Friday, March 24, 2006

The Truth About Sales Professionals

This is scheduled to run in the Capital Press in April of 2006

I spend a good deal of my time advocating for farmers to move into a more active role in the sales of their products. I believe that one of the only ways for farmers to ensure the long-term viability of their operations is for them to become more vertically integrated: to either add value to their products or to create their own sales and distributions channels.

This is not easy work. I know this because I have done it for several years now. However, I have learned a few things about the process of producing and selling food that might help you when you go out into the often cruel world of sales.

Good sales professionals meet and interact with a wide array of diverse people. They try to find something memorable in everyone they meet and they work to remember people’s names. The true professionals build relationships with everybody they meet regardless of whether or not that person may be a viable prospect. The greatest sales professionals build wide and diverse networks of friends. They sincerely care about the people in their network. Salespeople who try to fake this are easy to spot and harder to stomach.
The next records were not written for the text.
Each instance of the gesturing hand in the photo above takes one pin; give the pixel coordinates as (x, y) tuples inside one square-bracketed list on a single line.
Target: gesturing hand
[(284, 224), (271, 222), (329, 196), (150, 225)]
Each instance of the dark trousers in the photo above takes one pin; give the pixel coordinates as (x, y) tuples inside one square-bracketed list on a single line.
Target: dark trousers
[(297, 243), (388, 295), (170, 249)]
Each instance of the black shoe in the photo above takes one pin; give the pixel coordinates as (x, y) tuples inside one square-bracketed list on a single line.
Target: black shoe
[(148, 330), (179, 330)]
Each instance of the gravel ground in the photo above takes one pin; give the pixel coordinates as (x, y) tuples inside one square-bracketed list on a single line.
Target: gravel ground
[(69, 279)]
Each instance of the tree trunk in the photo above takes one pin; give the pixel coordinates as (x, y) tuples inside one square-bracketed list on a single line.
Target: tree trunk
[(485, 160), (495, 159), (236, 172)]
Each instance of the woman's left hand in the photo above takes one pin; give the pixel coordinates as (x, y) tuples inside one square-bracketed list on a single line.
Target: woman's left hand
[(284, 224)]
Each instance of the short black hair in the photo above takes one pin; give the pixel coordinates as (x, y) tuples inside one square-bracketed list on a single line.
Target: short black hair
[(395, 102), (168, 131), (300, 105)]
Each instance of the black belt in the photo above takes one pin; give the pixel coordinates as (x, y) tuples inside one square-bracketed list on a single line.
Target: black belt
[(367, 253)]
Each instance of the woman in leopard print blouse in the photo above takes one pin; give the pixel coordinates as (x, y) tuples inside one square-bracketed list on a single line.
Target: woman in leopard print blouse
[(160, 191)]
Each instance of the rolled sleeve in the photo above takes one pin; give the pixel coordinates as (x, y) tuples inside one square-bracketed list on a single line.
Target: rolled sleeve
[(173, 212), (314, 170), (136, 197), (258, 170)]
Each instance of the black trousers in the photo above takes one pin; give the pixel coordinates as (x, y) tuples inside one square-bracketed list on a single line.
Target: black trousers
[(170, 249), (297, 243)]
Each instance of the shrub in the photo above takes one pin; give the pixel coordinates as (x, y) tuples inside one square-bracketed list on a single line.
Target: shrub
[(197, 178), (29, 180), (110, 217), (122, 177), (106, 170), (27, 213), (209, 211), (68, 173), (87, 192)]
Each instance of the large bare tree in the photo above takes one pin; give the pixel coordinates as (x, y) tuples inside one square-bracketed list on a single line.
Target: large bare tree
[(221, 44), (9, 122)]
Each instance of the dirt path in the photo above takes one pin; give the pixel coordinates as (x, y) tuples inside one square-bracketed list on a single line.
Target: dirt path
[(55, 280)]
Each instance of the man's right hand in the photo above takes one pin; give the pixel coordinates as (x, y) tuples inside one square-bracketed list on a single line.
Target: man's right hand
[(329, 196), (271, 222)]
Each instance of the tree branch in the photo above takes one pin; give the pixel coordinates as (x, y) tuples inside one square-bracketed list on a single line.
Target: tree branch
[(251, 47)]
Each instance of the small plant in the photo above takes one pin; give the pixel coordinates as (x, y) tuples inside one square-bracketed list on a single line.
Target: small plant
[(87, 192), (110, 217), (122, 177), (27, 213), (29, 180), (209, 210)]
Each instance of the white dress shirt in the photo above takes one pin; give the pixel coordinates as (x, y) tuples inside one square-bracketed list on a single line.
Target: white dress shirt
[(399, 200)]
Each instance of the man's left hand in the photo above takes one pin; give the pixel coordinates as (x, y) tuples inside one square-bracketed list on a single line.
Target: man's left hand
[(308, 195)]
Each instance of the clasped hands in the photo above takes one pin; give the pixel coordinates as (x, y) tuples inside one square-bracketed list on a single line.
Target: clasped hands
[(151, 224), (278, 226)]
People who are generally miserable tend to take it out on strangers. Since good sales professionals meet lots of people, they are frequently abused. However, the great ones minister to the miserable. They understand that people act the way they do because they are either in a good or a bad place in their life. People who believe that unhappiness is an impermanent condition are generally positive, while those who believe that unhappiness is permanent, are generally miserable.

By ministering to the miserable, great sales professionals can actually affect positive change in the lives of those they touch. Sometimes, all that this requires is looking an unhappy person in the eye, sincerely asking them how they are doing, and listening to the response. Often, the resultant change in demeanor is nothing short of miraculous.

The greatest sales professionals are those who do the most homework and apply the least pressure. They often understand their customers better than their customers understand themselves. They follow the trends that affect their customers and are quick to find solutions to their customer’s problems regardless of whether or not they stand to make immediate gains. In the process, they extend their network to include other companies that provide the solutions to these problems.

In short, the greatest sales professionals truly care about their customers. They represent quality products and their innate talents, coupled with the quality of their products, make them indispensable to their customers. They possess integrity, empathy, courage, and tenacity. They understand that “No” simply means “Yes” with an unspecified set of conditions, and they realize that there is an audience for every product at every price point, however small it may be. They know that good deeds are always rewarded, that the reward is seldom immediate, and that the greatest rewards are frequently non-monetary.